Martir mastered the art of scheduling in her final year, giving her enough time to balance all her commitments and leave some time for herself as well. According to her counselor, Rebecca Morrison, Martir participates in school activities MESA (Math, Engineering Science, Arts), the drama club and the recycling club. Lesley’s teachers speak of her ability to grasp concepts with ease and her depth of understanding in all content areas, Morrison said.

She has excelled in her violin playing, which she began at age 7, and played in the orchestra each year. She also played tennis during her tenure, qualifying for the regional tournament each year she played.

“All of these qualities make Lesly exceptional but what truly sets her apart is the strength of her character,” Morrison said. “When things have been difficult she just keeps on going, taking each day as it comes, handling things with her quiet strength.”

Martir’s character was put to the test when her father died suddenly in August 2011. Martir’s mother moved back to Los Angeles about seven years ago and although she and her mother were in frequent contact, it was Martir’s father who was there day in and day out. It was her father who picked her up from late-night theater and orchestra performances, it was he who attended tennis matches and who pushed her on a daily basis to be the best student she could be. Now he was gone.

Martir debated about whether to return to Los Angeles to live with her mother, but in the end she decided to remain here with her sister to continue her senior year at Sparks High, and she has done very well. She maintained her grades (3.85 last semester), she played for the tennis team and she played in the orchestra. All of the areas her father encouraged her to explore have helped her through this most difficult of times — even if it means walking to school at 6:15 a.m. to get to zero period orchestra at 7 a.m. She says the walk wakes her up and helps her start her day off well. She loves to play and refuses to give it up. Lesly understands that everything has a price.
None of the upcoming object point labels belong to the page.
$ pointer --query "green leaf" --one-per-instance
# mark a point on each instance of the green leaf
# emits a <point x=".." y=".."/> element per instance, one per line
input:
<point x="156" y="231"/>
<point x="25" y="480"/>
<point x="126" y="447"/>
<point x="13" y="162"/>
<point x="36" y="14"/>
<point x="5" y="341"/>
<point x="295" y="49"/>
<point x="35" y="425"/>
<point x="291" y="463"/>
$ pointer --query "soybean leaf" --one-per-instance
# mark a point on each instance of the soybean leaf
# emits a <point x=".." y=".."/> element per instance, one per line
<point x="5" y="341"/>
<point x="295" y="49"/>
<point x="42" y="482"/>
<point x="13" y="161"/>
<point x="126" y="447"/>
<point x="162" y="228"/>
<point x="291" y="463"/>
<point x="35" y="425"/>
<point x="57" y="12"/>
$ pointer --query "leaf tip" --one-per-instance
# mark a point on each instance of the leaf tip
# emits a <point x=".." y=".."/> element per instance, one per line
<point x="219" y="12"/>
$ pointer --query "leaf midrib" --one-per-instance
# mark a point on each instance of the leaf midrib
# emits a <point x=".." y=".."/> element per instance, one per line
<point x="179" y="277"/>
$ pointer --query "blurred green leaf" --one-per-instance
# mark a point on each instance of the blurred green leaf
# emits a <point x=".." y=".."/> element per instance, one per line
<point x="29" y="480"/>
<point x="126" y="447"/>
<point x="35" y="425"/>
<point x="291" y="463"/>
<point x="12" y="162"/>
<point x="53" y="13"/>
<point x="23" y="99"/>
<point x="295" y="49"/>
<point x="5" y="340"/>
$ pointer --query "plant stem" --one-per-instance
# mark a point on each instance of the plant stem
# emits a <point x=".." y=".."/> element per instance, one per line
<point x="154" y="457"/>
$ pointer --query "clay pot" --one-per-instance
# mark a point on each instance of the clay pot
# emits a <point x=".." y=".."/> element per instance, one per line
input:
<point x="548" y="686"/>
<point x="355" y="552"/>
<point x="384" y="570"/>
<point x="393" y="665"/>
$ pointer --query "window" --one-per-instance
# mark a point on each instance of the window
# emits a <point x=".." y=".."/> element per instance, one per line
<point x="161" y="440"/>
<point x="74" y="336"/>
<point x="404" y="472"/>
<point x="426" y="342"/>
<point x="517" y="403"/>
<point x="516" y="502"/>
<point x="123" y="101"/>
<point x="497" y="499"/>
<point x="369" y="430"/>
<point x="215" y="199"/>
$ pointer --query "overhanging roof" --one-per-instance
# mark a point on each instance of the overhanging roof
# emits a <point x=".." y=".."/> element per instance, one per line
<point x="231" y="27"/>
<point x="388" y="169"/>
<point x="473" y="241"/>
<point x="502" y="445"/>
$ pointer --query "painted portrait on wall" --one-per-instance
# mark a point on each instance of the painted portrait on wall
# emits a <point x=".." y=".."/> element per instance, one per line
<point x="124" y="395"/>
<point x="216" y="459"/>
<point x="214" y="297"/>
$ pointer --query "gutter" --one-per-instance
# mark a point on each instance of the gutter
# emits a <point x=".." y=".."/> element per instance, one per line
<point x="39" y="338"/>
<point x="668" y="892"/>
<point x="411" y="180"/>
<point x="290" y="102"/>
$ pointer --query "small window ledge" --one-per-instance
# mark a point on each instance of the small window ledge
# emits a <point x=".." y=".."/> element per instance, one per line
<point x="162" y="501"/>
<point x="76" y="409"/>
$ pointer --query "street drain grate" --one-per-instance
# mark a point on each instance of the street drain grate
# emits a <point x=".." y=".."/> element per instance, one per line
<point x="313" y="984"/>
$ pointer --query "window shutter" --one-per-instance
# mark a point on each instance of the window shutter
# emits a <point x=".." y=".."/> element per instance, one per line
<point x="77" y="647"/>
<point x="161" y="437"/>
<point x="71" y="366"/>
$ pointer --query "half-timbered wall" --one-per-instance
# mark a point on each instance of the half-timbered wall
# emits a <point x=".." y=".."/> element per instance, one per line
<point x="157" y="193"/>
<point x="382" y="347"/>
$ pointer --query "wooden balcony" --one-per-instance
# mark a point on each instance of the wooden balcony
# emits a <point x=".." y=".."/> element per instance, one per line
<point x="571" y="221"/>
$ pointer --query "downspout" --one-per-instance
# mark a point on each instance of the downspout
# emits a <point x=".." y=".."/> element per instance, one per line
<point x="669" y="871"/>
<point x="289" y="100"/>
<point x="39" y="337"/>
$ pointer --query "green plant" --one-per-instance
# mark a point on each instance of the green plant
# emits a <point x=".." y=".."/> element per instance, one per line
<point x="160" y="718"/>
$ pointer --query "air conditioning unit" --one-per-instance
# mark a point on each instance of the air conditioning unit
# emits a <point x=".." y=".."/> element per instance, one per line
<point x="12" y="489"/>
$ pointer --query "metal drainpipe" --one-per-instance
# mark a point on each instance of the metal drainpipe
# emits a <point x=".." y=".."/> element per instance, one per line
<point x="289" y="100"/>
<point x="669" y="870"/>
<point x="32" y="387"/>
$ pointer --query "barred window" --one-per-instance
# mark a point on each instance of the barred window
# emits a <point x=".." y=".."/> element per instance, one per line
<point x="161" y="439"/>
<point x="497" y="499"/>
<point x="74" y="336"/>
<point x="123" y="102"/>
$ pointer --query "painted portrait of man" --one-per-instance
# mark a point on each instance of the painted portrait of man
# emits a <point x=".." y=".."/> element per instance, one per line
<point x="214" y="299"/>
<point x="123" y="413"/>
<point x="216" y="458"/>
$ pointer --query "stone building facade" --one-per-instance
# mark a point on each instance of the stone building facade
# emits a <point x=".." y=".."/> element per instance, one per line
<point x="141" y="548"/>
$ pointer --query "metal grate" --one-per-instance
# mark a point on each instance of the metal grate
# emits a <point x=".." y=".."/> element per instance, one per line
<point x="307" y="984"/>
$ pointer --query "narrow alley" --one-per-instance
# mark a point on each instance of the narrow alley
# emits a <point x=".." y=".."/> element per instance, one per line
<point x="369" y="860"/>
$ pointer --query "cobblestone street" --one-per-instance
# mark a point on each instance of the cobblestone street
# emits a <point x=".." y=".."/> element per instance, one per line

When things have been hard, she just keeps on going, taking each day as it comes, handling things with her quiet strength.

Martir said the most enjoyable part of her high school experience was the atmosphere Sparks High provided.

“The school and the people just accept who a person is and what they bring. I have never once felt out of place,” she said. “Sparks High School is so accepting; no matter the gender, if a person is black, white, brown, or if someone dates someone of the same gender.”

Martir plans to attend the University of Nevada, Reno or the University of California at Riverside to continue her education. She plans to earn a bachelor of science degree in chemical engineering and hopefully move on to graduate school for her master’s degree as well.

Her parting advice to other high school students: “Make sure that you don’t swamp yourself with too many school activities. Yes, it is nice to participate, but it’s also good to have time for yourself.”